Taxing the Rich

Niels Veldhuis of the Fraser Institute takes me to task today in a Letter to the Editor in response to the story, ‘Tax the rich more in Canada, study urges” (Nanaimo Daily News, Dec. 12).

He claims that “the story focusing on the report by Canadian Labour Congress economist Andrew Jackson is seriously misleading… the report conveniently ignores the impact of state and provincial income taxes.”

In fact,  the small section of my study addressing this issue  acknowledges that “state income taxes in the US are generally lower than provincial taxes.”

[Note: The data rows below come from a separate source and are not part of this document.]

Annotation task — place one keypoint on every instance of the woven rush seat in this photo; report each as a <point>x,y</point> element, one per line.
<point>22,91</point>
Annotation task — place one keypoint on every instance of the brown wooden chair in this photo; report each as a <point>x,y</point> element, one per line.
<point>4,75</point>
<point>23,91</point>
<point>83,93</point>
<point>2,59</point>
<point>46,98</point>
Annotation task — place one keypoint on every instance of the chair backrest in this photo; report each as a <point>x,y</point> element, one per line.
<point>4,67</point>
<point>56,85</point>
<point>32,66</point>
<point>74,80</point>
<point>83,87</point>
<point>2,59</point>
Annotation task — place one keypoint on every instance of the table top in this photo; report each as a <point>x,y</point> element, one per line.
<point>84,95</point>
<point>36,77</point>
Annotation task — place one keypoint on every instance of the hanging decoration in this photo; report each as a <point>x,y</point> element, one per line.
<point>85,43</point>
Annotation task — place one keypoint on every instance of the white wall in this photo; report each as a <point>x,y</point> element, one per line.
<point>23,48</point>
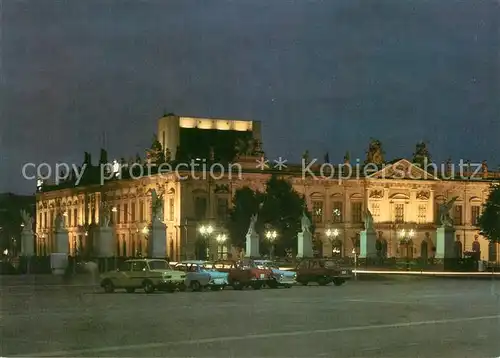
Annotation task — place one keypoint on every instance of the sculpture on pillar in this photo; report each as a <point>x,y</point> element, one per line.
<point>375,153</point>
<point>484,168</point>
<point>156,205</point>
<point>368,219</point>
<point>305,223</point>
<point>27,220</point>
<point>444,212</point>
<point>251,228</point>
<point>306,157</point>
<point>105,212</point>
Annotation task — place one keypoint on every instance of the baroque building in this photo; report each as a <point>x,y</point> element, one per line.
<point>401,196</point>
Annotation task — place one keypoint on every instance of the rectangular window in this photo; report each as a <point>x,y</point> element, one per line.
<point>399,213</point>
<point>422,213</point>
<point>222,208</point>
<point>475,212</point>
<point>317,211</point>
<point>125,213</point>
<point>200,208</point>
<point>375,209</point>
<point>457,215</point>
<point>132,211</point>
<point>171,209</point>
<point>337,212</point>
<point>141,211</point>
<point>356,212</point>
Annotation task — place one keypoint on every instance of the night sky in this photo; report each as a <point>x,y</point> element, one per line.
<point>320,75</point>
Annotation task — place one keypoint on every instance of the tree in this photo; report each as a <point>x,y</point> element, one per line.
<point>280,208</point>
<point>489,221</point>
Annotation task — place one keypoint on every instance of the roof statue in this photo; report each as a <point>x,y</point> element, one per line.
<point>444,212</point>
<point>305,222</point>
<point>368,220</point>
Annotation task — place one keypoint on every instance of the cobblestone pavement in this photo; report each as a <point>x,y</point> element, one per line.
<point>410,318</point>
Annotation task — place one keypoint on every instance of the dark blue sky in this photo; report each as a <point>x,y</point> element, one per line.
<point>320,75</point>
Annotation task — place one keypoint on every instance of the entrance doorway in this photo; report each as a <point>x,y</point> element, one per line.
<point>424,250</point>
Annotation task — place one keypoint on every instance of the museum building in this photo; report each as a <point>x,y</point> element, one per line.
<point>403,199</point>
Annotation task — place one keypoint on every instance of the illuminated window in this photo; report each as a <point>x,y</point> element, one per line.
<point>458,215</point>
<point>200,208</point>
<point>132,211</point>
<point>399,213</point>
<point>141,211</point>
<point>222,208</point>
<point>422,213</point>
<point>171,206</point>
<point>337,208</point>
<point>475,213</point>
<point>356,212</point>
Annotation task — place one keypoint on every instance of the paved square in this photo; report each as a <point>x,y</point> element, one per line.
<point>399,318</point>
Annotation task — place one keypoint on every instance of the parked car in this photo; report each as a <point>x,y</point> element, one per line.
<point>149,274</point>
<point>322,271</point>
<point>201,274</point>
<point>244,273</point>
<point>281,278</point>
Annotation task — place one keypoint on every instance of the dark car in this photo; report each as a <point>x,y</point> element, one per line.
<point>322,271</point>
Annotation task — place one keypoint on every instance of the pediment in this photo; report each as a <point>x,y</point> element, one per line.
<point>404,170</point>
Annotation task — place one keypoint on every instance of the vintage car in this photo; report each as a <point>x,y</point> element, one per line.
<point>322,271</point>
<point>244,273</point>
<point>148,274</point>
<point>201,274</point>
<point>281,278</point>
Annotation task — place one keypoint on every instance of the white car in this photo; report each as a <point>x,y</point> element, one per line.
<point>201,274</point>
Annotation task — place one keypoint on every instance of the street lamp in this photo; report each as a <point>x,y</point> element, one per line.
<point>271,235</point>
<point>405,238</point>
<point>332,237</point>
<point>221,239</point>
<point>355,263</point>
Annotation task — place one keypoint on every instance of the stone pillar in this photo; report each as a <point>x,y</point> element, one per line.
<point>105,242</point>
<point>368,240</point>
<point>27,242</point>
<point>59,255</point>
<point>445,243</point>
<point>304,245</point>
<point>158,240</point>
<point>252,245</point>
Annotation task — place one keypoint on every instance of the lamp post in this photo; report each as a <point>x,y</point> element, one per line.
<point>271,235</point>
<point>144,231</point>
<point>206,231</point>
<point>332,237</point>
<point>405,238</point>
<point>221,239</point>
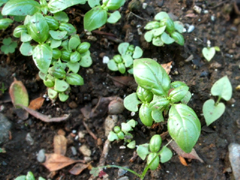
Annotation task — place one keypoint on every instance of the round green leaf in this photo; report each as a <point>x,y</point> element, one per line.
<point>184,126</point>
<point>42,56</point>
<point>21,7</point>
<point>114,17</point>
<point>212,112</point>
<point>222,88</point>
<point>60,85</point>
<point>208,53</point>
<point>95,18</point>
<point>131,102</point>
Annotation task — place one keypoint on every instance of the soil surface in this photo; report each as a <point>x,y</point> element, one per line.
<point>219,22</point>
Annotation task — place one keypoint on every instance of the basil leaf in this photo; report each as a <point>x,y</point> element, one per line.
<point>151,75</point>
<point>59,5</point>
<point>42,56</point>
<point>95,18</point>
<point>184,126</point>
<point>20,7</point>
<point>38,28</point>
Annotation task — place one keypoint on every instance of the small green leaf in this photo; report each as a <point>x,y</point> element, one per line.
<point>61,17</point>
<point>142,151</point>
<point>122,48</point>
<point>74,79</point>
<point>131,102</point>
<point>114,17</point>
<point>160,16</point>
<point>166,38</point>
<point>212,111</point>
<point>20,7</point>
<point>112,136</point>
<point>57,5</point>
<point>222,88</point>
<point>95,18</point>
<point>57,35</point>
<point>208,53</point>
<point>178,93</point>
<point>131,145</point>
<point>184,126</point>
<point>26,49</point>
<point>60,85</point>
<point>165,154</point>
<point>148,36</point>
<point>18,94</point>
<point>42,56</point>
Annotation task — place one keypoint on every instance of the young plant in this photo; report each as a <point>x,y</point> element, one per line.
<point>123,133</point>
<point>209,52</point>
<point>99,15</point>
<point>52,42</point>
<point>125,59</point>
<point>158,96</point>
<point>8,46</point>
<point>213,110</point>
<point>164,30</point>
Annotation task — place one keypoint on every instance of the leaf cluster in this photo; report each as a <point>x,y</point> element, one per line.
<point>213,110</point>
<point>123,61</point>
<point>158,97</point>
<point>100,15</point>
<point>164,30</point>
<point>52,42</point>
<point>123,133</point>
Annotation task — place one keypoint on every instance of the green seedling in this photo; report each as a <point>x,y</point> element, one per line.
<point>8,46</point>
<point>124,60</point>
<point>52,42</point>
<point>209,52</point>
<point>164,30</point>
<point>100,15</point>
<point>123,133</point>
<point>213,110</point>
<point>158,96</point>
<point>29,176</point>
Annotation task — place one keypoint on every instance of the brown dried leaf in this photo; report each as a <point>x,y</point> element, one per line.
<point>60,144</point>
<point>78,168</point>
<point>36,103</point>
<point>180,152</point>
<point>167,67</point>
<point>55,162</point>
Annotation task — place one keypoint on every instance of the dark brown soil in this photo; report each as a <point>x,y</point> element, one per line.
<point>198,74</point>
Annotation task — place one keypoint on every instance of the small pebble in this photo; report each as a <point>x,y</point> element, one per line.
<point>41,156</point>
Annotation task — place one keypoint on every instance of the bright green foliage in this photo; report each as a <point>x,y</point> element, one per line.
<point>123,61</point>
<point>99,15</point>
<point>52,42</point>
<point>157,95</point>
<point>8,46</point>
<point>213,110</point>
<point>123,133</point>
<point>209,52</point>
<point>164,30</point>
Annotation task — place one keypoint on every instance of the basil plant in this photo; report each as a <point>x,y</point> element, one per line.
<point>52,42</point>
<point>164,30</point>
<point>123,61</point>
<point>100,15</point>
<point>157,96</point>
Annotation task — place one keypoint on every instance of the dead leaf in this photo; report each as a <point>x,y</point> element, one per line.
<point>60,144</point>
<point>180,152</point>
<point>36,103</point>
<point>43,117</point>
<point>183,161</point>
<point>78,168</point>
<point>18,94</point>
<point>55,162</point>
<point>167,67</point>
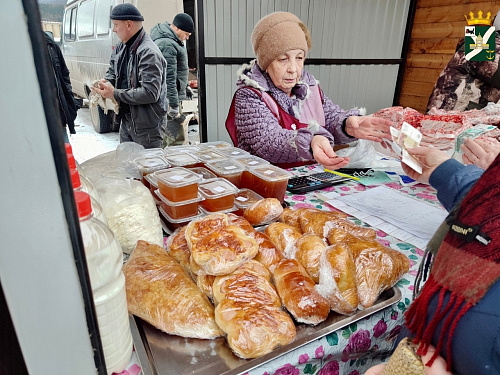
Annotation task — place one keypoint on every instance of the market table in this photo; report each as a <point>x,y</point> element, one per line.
<point>353,349</point>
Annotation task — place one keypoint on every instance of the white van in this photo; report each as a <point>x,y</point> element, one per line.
<point>87,40</point>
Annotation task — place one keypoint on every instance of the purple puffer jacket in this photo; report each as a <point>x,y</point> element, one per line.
<point>258,130</point>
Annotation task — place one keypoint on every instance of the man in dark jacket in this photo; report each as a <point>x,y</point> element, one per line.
<point>170,39</point>
<point>136,78</point>
<point>65,99</point>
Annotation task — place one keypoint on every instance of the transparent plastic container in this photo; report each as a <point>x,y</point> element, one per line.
<point>178,184</point>
<point>180,210</point>
<point>269,181</point>
<point>229,169</point>
<point>219,195</point>
<point>104,261</point>
<point>245,198</point>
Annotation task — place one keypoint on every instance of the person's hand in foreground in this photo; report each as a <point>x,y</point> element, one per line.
<point>106,89</point>
<point>368,127</point>
<point>429,157</point>
<point>480,153</point>
<point>324,154</point>
<point>438,366</point>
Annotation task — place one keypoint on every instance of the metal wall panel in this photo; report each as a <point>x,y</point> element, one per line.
<point>340,29</point>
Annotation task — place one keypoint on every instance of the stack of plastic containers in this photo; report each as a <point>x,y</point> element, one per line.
<point>104,261</point>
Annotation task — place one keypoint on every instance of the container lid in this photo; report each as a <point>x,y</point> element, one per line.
<point>182,149</point>
<point>209,156</point>
<point>205,173</point>
<point>214,145</point>
<point>150,164</point>
<point>233,152</point>
<point>252,161</point>
<point>83,203</point>
<point>217,188</point>
<point>271,173</point>
<point>183,220</point>
<point>226,167</point>
<point>177,177</point>
<point>246,197</point>
<point>181,159</point>
<point>181,203</point>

The point I did make was that very high income New York City taxpayers- the heavy-hitters on Wall Street – have to pay a state and city income tax which, on top of the top US federal rate of 35%, is enough to bring them to a combined rate of 50%.

3 comments

  • I just wanted to quickly add that given the recent across the board corporate tax cuts that Harper and crew announced in the recent mini-budget, one would think that this should provide more traction for taxing the rich.

    Isn’t this the standard rational behind these business tax cuts, reduce on the business end and increase on the personal end. So okay, get at it and lets start taxing those high incomes stemming from business investments and ownership. Oops- hold on, most of that is in off shore accounts, registered in other countries or is sheltered by a plethora of high priced tax lawyers and accountants- jumping those personally earned investment through every loophole and meandering around even the most feared and mightiest of tax collectors.

    And of course taxing the rich is counterintuitive isn’t it, as the typical “don’t tax the rich” argument that pervades the discourse goes , the rich are the ones that need to have large disposable incomes so they can invest and create jobs for the rest of us. Right, so even if we could find those rich incomes and get them out of their sheltered darkened hiding spots, the rest of us would not enjoy these high quality jobs that seemingly pervade our labour force because altruistic investors would not provide that steady even flow of productive investment into the brick and mortar of your local high quality/ highly innovative Canadian company.

    Andrew you speak such blasphemy!

  • Look out! Technicality! Technicality!

    Is it just me or does it look like Veldhuis is just grasping for straws here?

  • The Fraser Institute’s form letter, which overlooks American municipal income taxes, appears in today’s Windsor Star.